In a Tweet circulated on social media, the Carlton cheer squad claimed a female Crows supporter called the Blues defender “a terrorist”. Saad is a first-generation Lebanese Muslim – the only practicing Muslim player in the competition.
The post also labelled the subsequent action taken by Adelaide Oval ground staff as “absolutely disgraceful”, after the accused woman was spoken to but allowed to remain in her seat for the remainder of the match.
According to Adelaide Oval’s code of conduct, any person who engages in racial abuse “may be removed” from the venue.
“Depending on the severity of the behaviour, anyone evicted may incur a ban, suspension of membership and/or police charges,” the code says.
Addressing the media on Sunday, Saad said he wanted to use the incident to educate people on the peacefulness of his religion.
“[I’m] always grateful to be in this position, can’t complain,” he told reporters.
“Those things shouldn’t be said but hopefully the AFL and the clubs will deal with it.

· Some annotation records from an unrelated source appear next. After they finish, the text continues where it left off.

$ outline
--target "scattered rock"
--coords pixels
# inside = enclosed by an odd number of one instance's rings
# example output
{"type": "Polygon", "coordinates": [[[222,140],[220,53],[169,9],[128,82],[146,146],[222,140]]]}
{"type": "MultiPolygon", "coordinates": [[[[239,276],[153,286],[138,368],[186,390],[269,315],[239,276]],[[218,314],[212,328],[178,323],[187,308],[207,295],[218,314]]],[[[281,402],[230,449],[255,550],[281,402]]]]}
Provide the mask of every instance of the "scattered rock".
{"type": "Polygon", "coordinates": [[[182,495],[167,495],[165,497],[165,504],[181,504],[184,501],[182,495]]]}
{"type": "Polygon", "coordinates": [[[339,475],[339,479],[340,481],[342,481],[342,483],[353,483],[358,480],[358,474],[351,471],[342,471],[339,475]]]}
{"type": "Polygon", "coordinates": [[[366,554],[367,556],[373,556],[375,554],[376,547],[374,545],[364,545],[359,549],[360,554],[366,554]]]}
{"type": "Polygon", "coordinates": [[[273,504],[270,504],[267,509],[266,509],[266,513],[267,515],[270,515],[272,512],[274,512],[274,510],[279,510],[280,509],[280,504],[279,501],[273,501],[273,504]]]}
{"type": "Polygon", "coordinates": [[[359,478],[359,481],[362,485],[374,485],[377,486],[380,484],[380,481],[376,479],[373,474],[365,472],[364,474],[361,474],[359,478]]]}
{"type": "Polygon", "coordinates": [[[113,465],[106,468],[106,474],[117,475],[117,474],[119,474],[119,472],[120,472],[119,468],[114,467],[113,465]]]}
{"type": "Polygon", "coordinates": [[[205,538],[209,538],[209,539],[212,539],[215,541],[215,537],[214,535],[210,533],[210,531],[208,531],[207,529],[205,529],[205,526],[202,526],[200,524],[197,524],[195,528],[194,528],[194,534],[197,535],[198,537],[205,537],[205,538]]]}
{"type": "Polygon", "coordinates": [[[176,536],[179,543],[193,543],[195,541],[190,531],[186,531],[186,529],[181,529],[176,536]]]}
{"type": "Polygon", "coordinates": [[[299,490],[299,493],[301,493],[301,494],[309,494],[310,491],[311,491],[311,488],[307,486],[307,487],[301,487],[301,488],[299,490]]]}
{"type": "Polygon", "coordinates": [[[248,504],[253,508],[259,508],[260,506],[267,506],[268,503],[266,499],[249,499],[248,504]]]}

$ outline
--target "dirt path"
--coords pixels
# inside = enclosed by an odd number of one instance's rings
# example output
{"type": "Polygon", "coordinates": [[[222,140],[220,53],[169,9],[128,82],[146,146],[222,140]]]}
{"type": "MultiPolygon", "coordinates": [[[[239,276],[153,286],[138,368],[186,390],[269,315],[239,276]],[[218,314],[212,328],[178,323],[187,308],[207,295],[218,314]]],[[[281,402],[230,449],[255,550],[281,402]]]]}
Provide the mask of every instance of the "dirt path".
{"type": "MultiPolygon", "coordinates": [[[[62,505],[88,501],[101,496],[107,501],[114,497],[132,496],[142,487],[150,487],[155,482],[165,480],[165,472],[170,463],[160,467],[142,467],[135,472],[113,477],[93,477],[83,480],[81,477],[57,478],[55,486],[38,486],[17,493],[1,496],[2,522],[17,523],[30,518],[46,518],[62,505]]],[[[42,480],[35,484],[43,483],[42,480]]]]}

“It’s disappointing, I guess we’ve just got to educate around making comments like that.
“At the end of the day I know who I am as a person and us as a Muslim community.
“As long as we can educate the person and move things forward.”
The Blues said in a statement they were comforting impacted members of their community.
“The Carlton Football Club is working with AFL Integrity and all relevant parties regarding an allegation of racial vilification in the crowd during Saturday night’s game at the Adelaide Oval,” it read.
“The club is fully aware of the seriousness of the alleged comments, and has been providing the appropriate level of support to its people as the matter is investigated.
“The club makes clear that vilification of any kind is disgraceful, unacceptable and has no place in society, let alone our game.”
In a separate statement, the Crows said they would not stand for any type of anti-social behaviour.
“We do not tolerate and strongly condemn any form of discriminatory behaviour and it has no place in football or society. Adelaide Oval should be an inclusive and family friendly environment,” it read.
This latest occurrence of racism at the footy comes just months former Adelaide captain Taylor Walker completed a six-match ban for making a racist slur towards North Adelaide’s Robbie Young in a SANFL game last August.
In response to the incident, AFL House said the league would continue to advocate for diversity and inclusion.
“Football is a place of inclusion and belonging and there is no place for racist behaviour in our game,” a statement read.
“Nobody in our game or in the community deserves to be discriminated and vilified against due to their faith or race and there is simply no excuse for it.”
South Australia Police have confirmed officers and Adelaide Oval security took down the details of people allegedly involved in the incident.